Renzi è allegro ma non troppo

di Paolo Ferloni

Il pavese Carlo M. Cipolla, illustre storico dell’economia, divideva l’umanità in quattro tipi: gli intelligenti, che portano vantaggi a se stessi e agli altri; gli sprovveduti, che fanno danni a se stessi e portano vantaggi agli altri; i banditi, che fanno danni agli altri per avvantaggiare se stessi; e gli stupidi, che danneggiano sia gli altri sia se stessi, dunque sono i peggiori di tutti.
Il bello di Matteo Renzi è che nei suoi mille giorni di governo è riuscito a rappresentare tutti e quattro i tipi della teoria di Cipolla.
Alla partenza nel 2013 appariva intelligente, e vinse le primarie per la segreteria del Pd con parole d’ordine popolari come rottamazione, lotta alla casta e ai suoi privilegi, legge elettorale per ridare potere di scelta ai cittadini, dimezzare il numero e lo stipendio dei parlamentari, abolire il finanziamento pubblico ai partiti, no a inciuci con Berlusconi e compagnia: il che gli permise di avvantaggiare se stesso e gli altri, e di essere subito premiato col 40.8% alle elezioni Europee.
Ma poco dopo passò invece tra i banditi, danneggiando gli italiani per avvantaggiare se stesso: Italicum con capilista bloccati perché pre-nominati; riforma costituzionale per abolire le elezioni dei senatori, nominati dai consigli regionali; Jobs Act per togliere l’articolo 18 ai lavoratori; ‟buona scuola” per mettere in riga le scuole pubbliche e così via.
Nell’ottobre 2015 poi sceglie il tipo stupido, danneggiando non solo gli altri, ma anche se stesso: mentre il suo partito governa il Comune di Roma e tutti e 14 i suoi municipi, fa cacciare il sindaco Marino e dimettere i presidenti dei 14 municipi: così nel 2016 si torna alle urne e il Movimento 5 Stelle si prende il Comune e 12 municipi su 14, risultato del tutto geniale.

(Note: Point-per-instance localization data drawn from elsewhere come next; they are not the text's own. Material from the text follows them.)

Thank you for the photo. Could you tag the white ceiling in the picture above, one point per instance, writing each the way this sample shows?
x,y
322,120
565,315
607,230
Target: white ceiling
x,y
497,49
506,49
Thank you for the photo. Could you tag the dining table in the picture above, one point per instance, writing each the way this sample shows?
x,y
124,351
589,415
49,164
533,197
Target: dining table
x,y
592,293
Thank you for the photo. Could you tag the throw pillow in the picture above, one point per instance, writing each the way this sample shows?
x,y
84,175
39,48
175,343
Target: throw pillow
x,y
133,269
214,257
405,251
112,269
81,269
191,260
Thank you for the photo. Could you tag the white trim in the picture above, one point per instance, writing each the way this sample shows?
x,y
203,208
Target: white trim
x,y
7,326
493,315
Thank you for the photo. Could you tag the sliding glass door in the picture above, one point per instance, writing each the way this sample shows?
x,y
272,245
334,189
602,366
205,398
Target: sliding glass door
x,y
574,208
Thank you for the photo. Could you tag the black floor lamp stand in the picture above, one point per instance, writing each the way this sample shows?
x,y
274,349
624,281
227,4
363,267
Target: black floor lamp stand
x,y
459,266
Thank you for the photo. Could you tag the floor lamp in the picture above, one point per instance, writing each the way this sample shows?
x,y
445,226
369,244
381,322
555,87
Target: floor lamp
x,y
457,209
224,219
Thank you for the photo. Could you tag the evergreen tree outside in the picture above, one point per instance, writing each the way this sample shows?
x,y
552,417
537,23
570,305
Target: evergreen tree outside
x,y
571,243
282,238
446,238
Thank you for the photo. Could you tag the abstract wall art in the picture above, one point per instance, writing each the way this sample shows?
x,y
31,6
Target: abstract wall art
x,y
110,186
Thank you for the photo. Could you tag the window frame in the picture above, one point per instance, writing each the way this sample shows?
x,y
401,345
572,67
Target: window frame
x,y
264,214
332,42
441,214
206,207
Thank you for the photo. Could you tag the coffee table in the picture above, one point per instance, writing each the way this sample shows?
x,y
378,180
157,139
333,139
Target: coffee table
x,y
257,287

La quarta figura è quella dello sprovveduto, che fa danni a se stesso e dà vantaggi agli altri: per stravincere il referendum del 4 dicembre sulla sua controriforma costituzionale, Renzi fa in modo che in Rai e Mediaset non parlino mai i Comitati del No, e parla solo il Sì, cioè lui, la Boschi e Napolitano, per dirci che ci saranno governi stabili, leggi eccellenti, il Senato sparirà, e si faranno risparmi di miliardi, mentre chi vota No si attacca alle poltrone e sta con Casa Pound, anche se per caso fosse dell’ANPI. Così gli altri – i 5Stelle, il centrodestra e la sinistra, sia quella al di fuori del PD sia quella interna al PD – che sommati assieme hanno il doppio dei suoi voti, votano tutti No, anche perché mesi prima l’imprudente aveva detto che, se avesse vinto il No, egli sarebbe andato a casa, lasciando il governo e la politica per ritirarsi con Boschi e Padoan a vita privata, e dopo le sue quotidiane apparizioni in ogni TV a molti non è parso vero di assecondarlo.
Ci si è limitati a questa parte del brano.